Procome Research Group, Department of Learning, Informatics, Management and Ethics, Medical Management Centre, Karolinska Institutet, Stockholm, Sweden.
Unit for Implementation and Evaluation, Center for Epidemiology and Community Medicine (CES), Stockholm, Sweden.
Health Res Policy Syst. 2022 Sep 1;20(1):92. doi: 10.1186/s12961-022-00895-2.
The de-implementation of low-value care (LVC) is important to improving patient and population health, minimizing patient harm and reducing resource waste. However, there is limited knowledge about how the de-implementation of LVC is governed and what challenges might be involved. In this study, we aimed to (1) identify key stakeholders' activities in relation to de-implementing LVC in Sweden at the national governance level and (2) identify challenges involved in the national governance of the de-implementation of LVC.
We used a purposeful sampling strategy to identify stakeholders in Sweden having a potential role in governing the de-implementation of LVC at a national level. Twelve informants from nine stakeholder agencies/organizations were recruited using snowball sampling. Semi-structured interviews were conducted, transcribed and analysed using inductive thematic analysis.
Four potential activities for governing the de-implementation of LVC at a national level were identified: recommendations, health technology assessment, control over pharmaceutical products and a national system for knowledge management.

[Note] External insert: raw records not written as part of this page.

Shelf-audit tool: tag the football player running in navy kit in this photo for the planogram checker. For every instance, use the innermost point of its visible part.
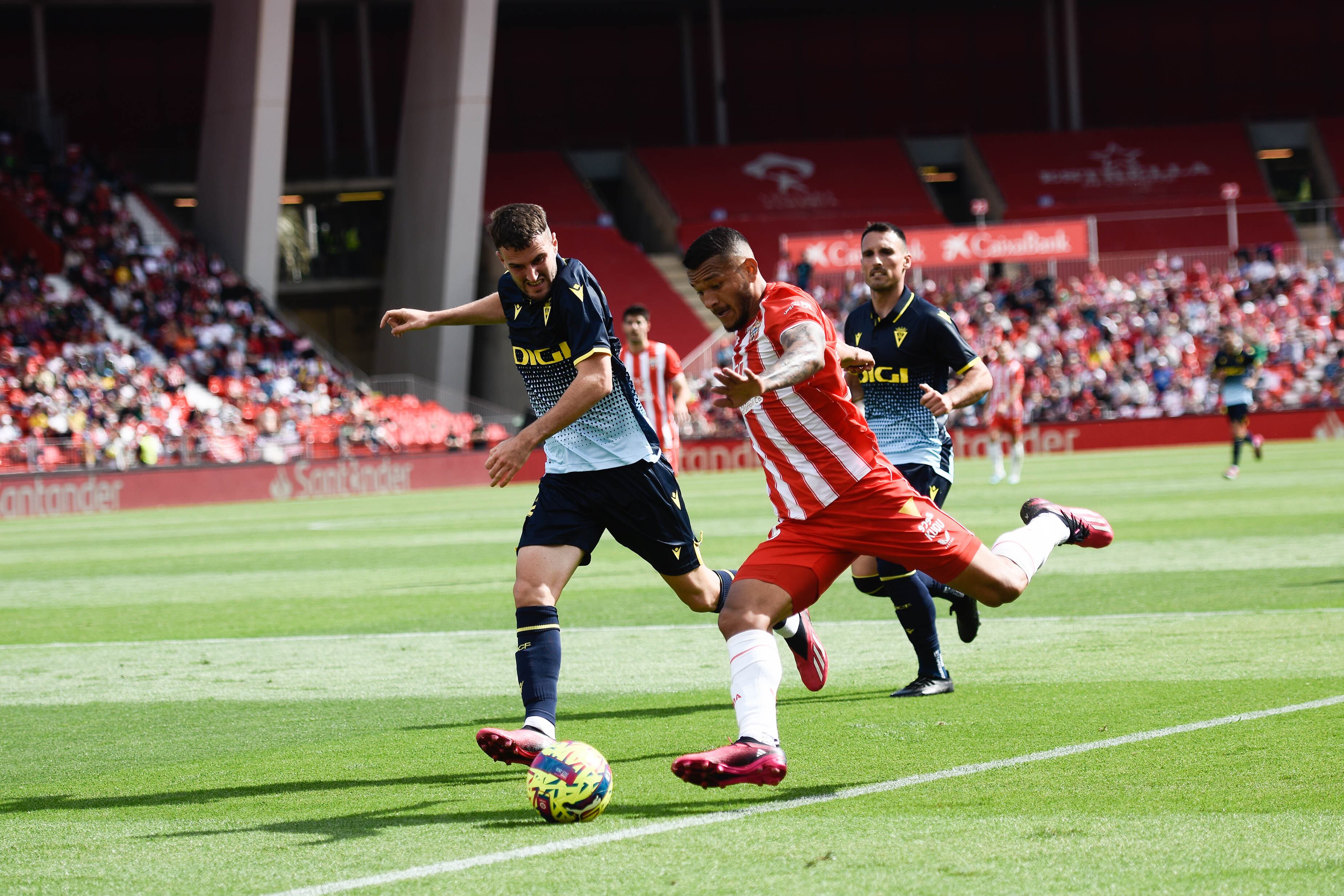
(604, 469)
(906, 401)
(1236, 369)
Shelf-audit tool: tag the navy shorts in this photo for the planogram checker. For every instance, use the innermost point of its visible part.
(640, 504)
(927, 481)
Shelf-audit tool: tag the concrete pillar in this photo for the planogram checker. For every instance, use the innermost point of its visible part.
(436, 230)
(721, 78)
(366, 89)
(242, 136)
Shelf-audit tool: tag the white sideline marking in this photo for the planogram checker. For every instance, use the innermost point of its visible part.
(460, 633)
(849, 793)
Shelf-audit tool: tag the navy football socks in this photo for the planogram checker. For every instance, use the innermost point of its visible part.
(725, 584)
(538, 660)
(917, 615)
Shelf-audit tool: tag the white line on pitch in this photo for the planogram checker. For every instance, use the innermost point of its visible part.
(781, 805)
(1194, 615)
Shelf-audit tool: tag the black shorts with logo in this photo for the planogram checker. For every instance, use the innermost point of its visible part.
(640, 504)
(927, 481)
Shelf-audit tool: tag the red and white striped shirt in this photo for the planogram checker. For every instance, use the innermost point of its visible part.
(810, 437)
(654, 371)
(1004, 378)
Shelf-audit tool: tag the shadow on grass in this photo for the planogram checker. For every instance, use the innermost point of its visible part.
(372, 824)
(213, 794)
(648, 713)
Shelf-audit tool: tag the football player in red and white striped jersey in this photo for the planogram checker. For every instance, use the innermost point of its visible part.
(659, 381)
(837, 496)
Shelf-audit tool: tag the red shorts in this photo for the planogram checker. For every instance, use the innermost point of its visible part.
(1011, 421)
(881, 516)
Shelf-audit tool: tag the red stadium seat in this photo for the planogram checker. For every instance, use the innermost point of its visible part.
(1125, 175)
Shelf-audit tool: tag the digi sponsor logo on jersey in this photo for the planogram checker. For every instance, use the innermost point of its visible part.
(936, 530)
(554, 355)
(886, 375)
(93, 495)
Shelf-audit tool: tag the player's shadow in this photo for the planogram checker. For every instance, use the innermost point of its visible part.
(214, 794)
(649, 713)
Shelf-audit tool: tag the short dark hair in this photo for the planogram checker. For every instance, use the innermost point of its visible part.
(517, 225)
(883, 227)
(713, 244)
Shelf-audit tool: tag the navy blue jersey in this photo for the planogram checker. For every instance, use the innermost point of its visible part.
(1238, 373)
(549, 339)
(916, 343)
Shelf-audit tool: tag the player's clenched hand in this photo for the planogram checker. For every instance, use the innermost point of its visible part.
(855, 359)
(405, 319)
(506, 460)
(736, 389)
(935, 401)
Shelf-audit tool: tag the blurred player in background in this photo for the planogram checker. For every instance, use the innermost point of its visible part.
(1003, 413)
(659, 382)
(835, 494)
(906, 402)
(1236, 369)
(604, 469)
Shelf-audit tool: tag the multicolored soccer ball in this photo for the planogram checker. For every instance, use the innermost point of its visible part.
(569, 781)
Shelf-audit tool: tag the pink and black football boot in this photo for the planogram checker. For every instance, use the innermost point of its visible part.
(742, 762)
(808, 655)
(511, 747)
(1086, 528)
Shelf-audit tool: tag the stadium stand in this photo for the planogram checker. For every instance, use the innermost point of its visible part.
(140, 355)
(1142, 346)
(1332, 138)
(768, 190)
(587, 233)
(1135, 181)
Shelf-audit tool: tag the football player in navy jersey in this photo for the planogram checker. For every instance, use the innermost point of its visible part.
(604, 467)
(916, 348)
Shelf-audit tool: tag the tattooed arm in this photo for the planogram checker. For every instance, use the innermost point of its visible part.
(804, 355)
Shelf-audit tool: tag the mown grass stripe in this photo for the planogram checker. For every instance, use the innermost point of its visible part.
(468, 633)
(783, 805)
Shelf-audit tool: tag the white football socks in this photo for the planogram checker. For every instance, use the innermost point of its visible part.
(996, 456)
(791, 627)
(545, 726)
(756, 671)
(1031, 544)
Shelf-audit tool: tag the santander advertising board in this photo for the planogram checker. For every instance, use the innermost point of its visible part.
(954, 246)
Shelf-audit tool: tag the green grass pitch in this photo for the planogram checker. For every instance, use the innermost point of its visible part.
(251, 699)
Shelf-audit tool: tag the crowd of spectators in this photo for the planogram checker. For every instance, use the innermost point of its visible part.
(143, 355)
(1140, 346)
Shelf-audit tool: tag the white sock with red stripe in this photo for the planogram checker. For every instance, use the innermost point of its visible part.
(1031, 544)
(756, 671)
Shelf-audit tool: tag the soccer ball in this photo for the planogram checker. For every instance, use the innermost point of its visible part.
(569, 781)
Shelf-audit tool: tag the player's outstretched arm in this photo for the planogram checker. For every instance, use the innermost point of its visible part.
(483, 311)
(592, 383)
(804, 354)
(968, 392)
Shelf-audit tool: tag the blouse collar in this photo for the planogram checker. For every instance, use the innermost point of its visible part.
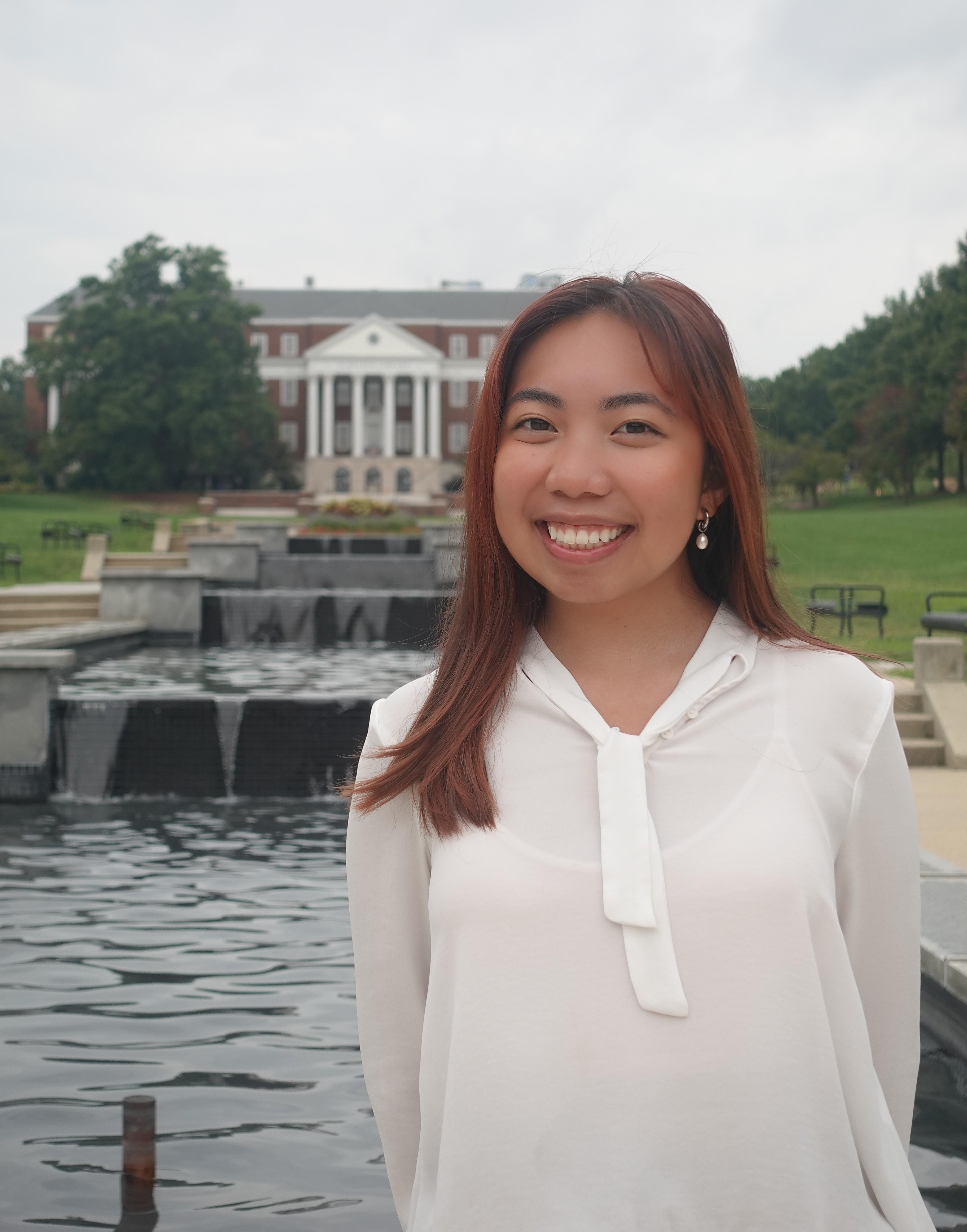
(724, 660)
(632, 875)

Challenges involved included various vested interests that result in the maintenance of LVC and a low overall priority of working with the de-implementation of LVC compared with the implementation of new evidence. Ambiguous evidence made it difficult to clearly determine whether a practice was LVC. Unclear roles, where none of the stakeholders perceived that they had a formal mandate to govern the de-implementation of LVC, further contributed to the challenges involved in governing that de-implementation.
Various activities were performed to govern the de-implementation of LVC at a national level in Sweden; however, these were limited and had a lower priority relative to the implementation of new methods. Challenges involved relate to unfavourable change incentives, ambiguous evidence, and unclear roles to govern the de-implementation of LVC. Addressing these challenges could make the national-level governance of de-implementation more systematic and thereby help create favourable conditions for reducing LVC in healthcare.
淘汰低价值医疗(LVC)对于改善患者和人群健康、最大限度减少患者伤害和减少资源浪费非常重要。然而,对于淘汰 LVC 的治理方式以及可能涉及的挑战,我们知之甚少。在这项研究中,我们旨在:(1)确定在瑞典国家治理层面上与淘汰 LVC 相关的关键利益相关者的活动;(2)确定在国家层面上淘汰 LVC 的治理所涉及的挑战。
我们使用有针对性的抽样策略来确定瑞典的利益相关者,他们在国家层面上有潜力参与淘汰 LVC 的治理。通过滚雪球抽样法招募了来自九个利益相关者机构/组织的 12 名受访者。对他们进行半结构化访谈,转录并使用归纳主题分析进行分析。
确定了四项在国家层面上治理淘汰 LVC 的潜在活动:建议、卫生技术评估、对药品的控制以及国家知识管理系统。所涉及的挑战包括各种既得利益,这些利益导致 LVC 的维持,以及与实施新证据相比,对淘汰 LVC 的工作的总体优先级较低。证据不明确,使得难以明确确定某项实践是否为 LVC。角色不明确,没有一个利益相关者认为他们有正式授权来治理淘汰 LVC,这进一步增加了治理淘汰 LVC 的挑战。
在瑞典,有各种活动在国家层面上被用来治理淘汰 LVC;然而,这些活动是有限的,与实施新方法相比,优先级较低。所涉及的挑战与不利的变革激励、证据不明确以及治理淘汰 LVC 的角色不明确有关。解决这些挑战可以使淘汰 LVC 的国家层面治理更加系统,从而有助于为减少医疗保健中的 LVC 创造有利条件。